Cette petite gymnastique sonnante et trébuchante ne doit pas nous écarter de la finalité de toutes ces manœuvres: la bienheureuse Cité de la Gastronomie, caisse de résonnance gourmande et universelle du Repas gastronomique des Français, phare prestigieux (et tout autant universel) des Climats de Bourgogne. On en saura beaucoup plus, paraît-il, le 2 février prochain. Eiffage, armé de son PDG et de ses plus hauts représentants _n’oublions pas que le groupe, dont le nom provient de Gustave Eiffel, joue en quelque sorte à domicile_, présentera son projet dans la globalité.

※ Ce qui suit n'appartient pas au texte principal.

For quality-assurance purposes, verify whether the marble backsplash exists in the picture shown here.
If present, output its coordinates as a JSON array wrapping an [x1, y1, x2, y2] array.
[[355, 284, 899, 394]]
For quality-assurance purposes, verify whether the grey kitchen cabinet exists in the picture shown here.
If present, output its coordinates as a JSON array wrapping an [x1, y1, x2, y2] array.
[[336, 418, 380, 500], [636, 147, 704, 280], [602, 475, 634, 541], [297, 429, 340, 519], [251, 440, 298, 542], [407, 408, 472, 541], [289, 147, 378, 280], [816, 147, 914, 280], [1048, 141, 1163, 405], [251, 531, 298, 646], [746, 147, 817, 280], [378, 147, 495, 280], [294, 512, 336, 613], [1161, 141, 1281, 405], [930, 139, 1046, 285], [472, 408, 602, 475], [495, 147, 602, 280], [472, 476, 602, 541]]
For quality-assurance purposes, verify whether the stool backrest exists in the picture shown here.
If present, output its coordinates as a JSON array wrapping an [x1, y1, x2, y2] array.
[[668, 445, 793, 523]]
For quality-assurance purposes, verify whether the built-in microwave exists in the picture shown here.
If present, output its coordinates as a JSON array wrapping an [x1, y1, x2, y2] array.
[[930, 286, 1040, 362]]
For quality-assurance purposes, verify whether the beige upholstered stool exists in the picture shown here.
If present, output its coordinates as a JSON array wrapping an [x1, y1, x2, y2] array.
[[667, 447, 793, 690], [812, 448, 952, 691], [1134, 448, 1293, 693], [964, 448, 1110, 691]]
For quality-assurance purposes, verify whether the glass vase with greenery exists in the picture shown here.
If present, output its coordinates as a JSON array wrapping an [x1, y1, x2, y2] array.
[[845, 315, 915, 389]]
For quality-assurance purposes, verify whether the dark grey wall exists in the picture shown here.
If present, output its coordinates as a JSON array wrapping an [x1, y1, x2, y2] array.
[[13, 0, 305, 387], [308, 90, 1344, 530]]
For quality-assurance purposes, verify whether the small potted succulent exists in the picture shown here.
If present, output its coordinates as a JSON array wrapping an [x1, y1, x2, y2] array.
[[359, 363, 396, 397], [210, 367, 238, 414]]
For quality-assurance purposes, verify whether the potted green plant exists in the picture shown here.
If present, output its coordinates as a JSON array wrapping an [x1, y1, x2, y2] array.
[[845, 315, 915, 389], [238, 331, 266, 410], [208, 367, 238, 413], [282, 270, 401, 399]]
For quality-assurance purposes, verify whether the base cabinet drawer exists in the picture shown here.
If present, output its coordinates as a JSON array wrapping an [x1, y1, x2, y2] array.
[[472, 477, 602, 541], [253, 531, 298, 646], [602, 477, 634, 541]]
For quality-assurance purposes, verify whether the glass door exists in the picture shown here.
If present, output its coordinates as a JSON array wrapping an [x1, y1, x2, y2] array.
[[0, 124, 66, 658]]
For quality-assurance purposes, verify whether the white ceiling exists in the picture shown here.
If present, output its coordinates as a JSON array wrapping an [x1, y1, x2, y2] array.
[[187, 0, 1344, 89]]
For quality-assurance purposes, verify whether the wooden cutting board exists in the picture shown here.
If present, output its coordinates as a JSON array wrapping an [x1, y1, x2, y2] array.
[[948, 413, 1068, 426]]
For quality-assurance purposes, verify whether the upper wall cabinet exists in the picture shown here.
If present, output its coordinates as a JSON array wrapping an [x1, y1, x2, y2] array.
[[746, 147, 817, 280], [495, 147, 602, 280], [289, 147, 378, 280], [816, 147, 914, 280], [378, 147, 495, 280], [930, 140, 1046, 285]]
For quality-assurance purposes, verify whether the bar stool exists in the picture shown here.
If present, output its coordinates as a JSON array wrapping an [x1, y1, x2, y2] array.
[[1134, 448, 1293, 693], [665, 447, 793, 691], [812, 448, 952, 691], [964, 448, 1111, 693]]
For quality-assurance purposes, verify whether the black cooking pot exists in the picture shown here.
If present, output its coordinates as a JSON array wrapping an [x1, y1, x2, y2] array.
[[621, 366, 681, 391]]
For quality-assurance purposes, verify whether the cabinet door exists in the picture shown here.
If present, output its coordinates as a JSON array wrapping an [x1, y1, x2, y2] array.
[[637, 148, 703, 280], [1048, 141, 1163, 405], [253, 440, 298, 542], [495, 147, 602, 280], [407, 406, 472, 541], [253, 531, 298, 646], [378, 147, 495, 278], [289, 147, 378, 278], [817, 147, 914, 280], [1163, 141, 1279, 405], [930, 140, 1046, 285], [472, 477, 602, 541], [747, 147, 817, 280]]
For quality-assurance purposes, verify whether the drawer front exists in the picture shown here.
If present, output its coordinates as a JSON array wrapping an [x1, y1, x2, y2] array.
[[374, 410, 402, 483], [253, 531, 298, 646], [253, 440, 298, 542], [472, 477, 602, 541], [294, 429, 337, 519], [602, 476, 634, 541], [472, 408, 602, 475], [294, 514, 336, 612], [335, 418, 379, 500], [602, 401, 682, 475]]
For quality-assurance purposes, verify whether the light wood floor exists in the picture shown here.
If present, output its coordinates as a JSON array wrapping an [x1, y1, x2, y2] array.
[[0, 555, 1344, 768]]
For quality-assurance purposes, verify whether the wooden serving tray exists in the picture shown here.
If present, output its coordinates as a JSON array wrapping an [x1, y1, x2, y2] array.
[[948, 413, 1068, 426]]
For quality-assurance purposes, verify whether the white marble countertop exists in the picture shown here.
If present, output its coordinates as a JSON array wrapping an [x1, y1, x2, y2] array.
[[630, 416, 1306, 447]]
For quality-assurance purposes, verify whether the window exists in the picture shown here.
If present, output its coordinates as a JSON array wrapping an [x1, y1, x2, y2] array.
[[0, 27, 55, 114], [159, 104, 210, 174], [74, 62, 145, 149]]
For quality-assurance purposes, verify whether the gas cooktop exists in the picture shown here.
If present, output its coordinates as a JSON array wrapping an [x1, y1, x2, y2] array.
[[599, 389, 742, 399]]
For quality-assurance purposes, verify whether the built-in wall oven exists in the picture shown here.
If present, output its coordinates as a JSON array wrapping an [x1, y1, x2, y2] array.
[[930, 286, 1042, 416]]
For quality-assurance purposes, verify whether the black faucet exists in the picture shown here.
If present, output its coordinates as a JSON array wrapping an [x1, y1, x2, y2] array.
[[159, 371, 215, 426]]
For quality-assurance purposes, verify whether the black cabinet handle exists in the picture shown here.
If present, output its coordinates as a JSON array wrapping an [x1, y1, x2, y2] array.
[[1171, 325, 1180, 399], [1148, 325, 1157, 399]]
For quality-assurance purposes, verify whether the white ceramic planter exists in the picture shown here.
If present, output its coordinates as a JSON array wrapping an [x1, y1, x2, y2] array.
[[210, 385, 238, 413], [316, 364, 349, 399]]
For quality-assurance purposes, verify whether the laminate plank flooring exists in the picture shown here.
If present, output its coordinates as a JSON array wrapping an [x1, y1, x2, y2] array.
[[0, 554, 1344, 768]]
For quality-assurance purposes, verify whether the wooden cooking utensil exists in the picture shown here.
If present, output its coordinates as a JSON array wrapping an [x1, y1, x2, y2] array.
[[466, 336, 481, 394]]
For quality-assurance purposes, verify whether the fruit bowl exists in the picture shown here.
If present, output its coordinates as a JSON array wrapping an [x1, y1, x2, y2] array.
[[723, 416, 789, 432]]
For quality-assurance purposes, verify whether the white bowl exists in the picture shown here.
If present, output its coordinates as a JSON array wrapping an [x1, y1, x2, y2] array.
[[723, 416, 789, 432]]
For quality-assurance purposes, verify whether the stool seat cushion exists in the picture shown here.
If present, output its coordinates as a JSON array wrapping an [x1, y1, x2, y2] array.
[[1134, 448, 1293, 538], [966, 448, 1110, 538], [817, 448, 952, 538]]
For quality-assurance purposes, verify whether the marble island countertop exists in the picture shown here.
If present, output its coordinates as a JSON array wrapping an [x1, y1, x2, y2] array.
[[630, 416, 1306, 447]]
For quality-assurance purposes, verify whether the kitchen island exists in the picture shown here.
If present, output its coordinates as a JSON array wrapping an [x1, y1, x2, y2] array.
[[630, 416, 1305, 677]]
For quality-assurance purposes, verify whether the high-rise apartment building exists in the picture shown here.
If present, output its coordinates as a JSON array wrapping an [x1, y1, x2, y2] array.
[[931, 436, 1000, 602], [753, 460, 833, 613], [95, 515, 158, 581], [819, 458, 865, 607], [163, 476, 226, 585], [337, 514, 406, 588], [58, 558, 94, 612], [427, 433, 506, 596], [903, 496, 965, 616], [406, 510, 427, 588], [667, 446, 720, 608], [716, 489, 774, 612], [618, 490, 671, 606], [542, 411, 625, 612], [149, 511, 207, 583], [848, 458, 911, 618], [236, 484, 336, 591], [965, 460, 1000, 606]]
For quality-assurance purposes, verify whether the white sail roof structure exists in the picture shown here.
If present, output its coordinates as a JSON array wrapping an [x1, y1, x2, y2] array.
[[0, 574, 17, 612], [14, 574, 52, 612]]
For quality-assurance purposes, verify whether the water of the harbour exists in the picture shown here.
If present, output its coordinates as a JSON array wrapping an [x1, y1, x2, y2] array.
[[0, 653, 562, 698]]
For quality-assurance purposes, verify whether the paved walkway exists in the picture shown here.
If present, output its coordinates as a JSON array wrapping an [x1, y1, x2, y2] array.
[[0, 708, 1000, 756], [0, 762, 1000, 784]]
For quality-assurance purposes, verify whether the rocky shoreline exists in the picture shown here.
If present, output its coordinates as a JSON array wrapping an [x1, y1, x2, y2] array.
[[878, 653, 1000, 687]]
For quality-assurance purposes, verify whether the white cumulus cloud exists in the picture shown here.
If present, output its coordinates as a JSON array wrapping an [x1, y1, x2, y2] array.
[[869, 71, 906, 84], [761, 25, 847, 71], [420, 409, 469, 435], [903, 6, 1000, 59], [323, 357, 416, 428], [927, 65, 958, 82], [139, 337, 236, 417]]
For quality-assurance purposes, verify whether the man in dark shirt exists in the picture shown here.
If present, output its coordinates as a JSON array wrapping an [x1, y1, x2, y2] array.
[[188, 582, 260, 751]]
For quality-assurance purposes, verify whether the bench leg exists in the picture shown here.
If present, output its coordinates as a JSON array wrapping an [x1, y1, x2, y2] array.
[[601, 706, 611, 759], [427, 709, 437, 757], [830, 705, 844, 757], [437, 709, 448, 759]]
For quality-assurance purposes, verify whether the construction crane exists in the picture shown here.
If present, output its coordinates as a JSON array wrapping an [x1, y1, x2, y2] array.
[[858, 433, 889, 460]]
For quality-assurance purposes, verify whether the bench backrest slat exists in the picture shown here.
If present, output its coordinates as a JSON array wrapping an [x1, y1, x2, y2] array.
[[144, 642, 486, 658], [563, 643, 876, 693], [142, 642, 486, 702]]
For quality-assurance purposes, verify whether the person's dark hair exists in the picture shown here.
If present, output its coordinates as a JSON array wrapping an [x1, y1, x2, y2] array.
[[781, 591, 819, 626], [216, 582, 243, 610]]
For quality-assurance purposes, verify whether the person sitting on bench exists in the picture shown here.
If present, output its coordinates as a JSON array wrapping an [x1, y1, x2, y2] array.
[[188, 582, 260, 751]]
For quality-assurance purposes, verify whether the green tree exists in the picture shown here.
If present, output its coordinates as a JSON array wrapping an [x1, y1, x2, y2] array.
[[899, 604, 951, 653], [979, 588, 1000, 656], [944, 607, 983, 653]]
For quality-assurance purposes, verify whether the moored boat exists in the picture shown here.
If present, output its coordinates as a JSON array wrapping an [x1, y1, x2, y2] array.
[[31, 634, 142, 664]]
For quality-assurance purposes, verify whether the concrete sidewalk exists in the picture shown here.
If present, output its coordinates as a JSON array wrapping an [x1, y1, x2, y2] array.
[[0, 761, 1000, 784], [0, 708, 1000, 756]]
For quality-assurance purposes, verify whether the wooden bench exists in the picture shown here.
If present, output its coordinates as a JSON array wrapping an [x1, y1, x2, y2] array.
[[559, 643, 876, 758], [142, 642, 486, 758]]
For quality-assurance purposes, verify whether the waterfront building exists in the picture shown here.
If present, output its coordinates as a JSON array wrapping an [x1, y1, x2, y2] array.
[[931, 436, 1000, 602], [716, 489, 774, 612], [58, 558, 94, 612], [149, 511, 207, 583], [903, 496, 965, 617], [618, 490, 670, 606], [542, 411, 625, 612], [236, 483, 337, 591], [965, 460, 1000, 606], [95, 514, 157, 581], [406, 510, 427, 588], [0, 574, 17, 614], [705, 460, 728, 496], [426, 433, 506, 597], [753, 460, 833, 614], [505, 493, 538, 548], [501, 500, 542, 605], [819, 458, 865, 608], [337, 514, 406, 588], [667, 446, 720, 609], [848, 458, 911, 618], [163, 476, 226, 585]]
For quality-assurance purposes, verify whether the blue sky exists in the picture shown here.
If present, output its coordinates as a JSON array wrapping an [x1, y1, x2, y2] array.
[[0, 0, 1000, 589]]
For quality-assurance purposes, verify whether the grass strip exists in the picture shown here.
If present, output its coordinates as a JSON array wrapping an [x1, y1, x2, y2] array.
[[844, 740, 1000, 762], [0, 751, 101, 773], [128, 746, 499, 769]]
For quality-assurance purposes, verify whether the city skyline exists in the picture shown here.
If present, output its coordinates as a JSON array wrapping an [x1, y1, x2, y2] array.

Nous saurons alors, sur la globalité des 200 millions d’euros engagés, ce que représente la Cité de la gastronomie proprement dite. Nous cernerons mieux qui seront les invités à cette table prometteuse, quelle y sera la place réelle de la gastronomie. Nous connaîtrons surtout l’identité du partenaire d’Eiffage, une agence culturelle d’envergure internationale de toute évidence, qui sera le porteur de la « ligne éditoriale » de la cité promise.
François Rebsamen en profite pour réaffirmer sa volonté de ne pas impliquer les fonds de la Ville dans ce dossier qui mijote de longue date, sans perdre la maîtrise du piano du chef qu’il est dans ce dossier. « Avec Eiffage, nous décidons ensemble », maintient le maire, précisant au passage que l’intervention directe de Dijon se limitera finalement à ce qui la touche le plus en son cœur de ville inscrit au patrimoine mondial de l’Unesco: la création d’un centre d’interprétation historique dans l’ancienne morgue de l’hôpital.
Une bien belle idée. On est plus sceptiques concernant le destin du Pavillon français de l’Exposition Universelle de Milan que la Ville de Dijon avait imaginé acquérir pour un montant de 3,5 à 4 millions d’euros. François Rebsamen se montre très dubitatif sur ce sujet. Surtout depuis qu’on lui a annoncé qu’avec le coût du remontage, le budget de cette séduisante opération pourrait atteindre 12 millions d’euros ! A ce prix-là, même pas en rêve, le pavillon peut rester en kit. « J’attends d’en savoir un peu plus sur la position de l’Etat, mais sans grand espoir » conclut l’élu.
Certains rêves seront toujours inaccessibles. Même au pays de l’universalité.